A long campaign life of the trough of the blast furnace (BF) is important for improving the BF operation efficiency, reducing the cost of blast furnace ironmaking, and bettering the working conditions of the casting yard. In this paper, a water cooling device was designed for the trough of a BF with a volume of 630 m3. The effect of water cooling on lengthening the unit campaign life of the trough was investigated using industrial tests, numerical simulations, and theoretical analysis.
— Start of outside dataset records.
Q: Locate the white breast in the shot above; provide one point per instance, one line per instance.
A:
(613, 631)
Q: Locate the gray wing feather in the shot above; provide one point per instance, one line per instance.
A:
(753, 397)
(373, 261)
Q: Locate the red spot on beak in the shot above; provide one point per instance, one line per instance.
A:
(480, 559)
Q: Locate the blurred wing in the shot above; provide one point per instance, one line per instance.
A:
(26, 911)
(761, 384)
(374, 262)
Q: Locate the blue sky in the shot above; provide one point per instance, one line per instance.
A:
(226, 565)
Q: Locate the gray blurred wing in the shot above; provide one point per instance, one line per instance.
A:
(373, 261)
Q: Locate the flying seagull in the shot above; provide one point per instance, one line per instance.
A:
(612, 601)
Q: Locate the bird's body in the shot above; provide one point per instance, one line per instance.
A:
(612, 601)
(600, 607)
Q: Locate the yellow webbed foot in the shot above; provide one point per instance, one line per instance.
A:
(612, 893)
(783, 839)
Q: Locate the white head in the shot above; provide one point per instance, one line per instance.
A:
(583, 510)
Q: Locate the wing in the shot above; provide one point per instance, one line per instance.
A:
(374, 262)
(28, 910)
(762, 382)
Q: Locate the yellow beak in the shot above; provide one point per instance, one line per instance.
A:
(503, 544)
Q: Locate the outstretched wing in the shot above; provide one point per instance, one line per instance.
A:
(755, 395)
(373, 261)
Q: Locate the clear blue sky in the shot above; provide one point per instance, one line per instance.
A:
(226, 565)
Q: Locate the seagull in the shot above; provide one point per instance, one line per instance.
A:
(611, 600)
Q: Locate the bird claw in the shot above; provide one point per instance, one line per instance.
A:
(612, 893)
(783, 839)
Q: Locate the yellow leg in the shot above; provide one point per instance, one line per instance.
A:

Results showed that by using water cooling, the throughput of the trough in a unit campaign was increased by 40,000 tons, and its unit campaign life was increased by 34 days. During a unit campaign cycle, the influence of the water cooling device on the temperature distribution in refractory materials gradually developed from the low-temperature zone to the high-temperature zone, and the expansion of the high-temperature zone was suppressed. Therefore, the water cooling device inhibited the dissolution of refractory materials and retarded the chemical erosion from the molten slag and the atmosphere.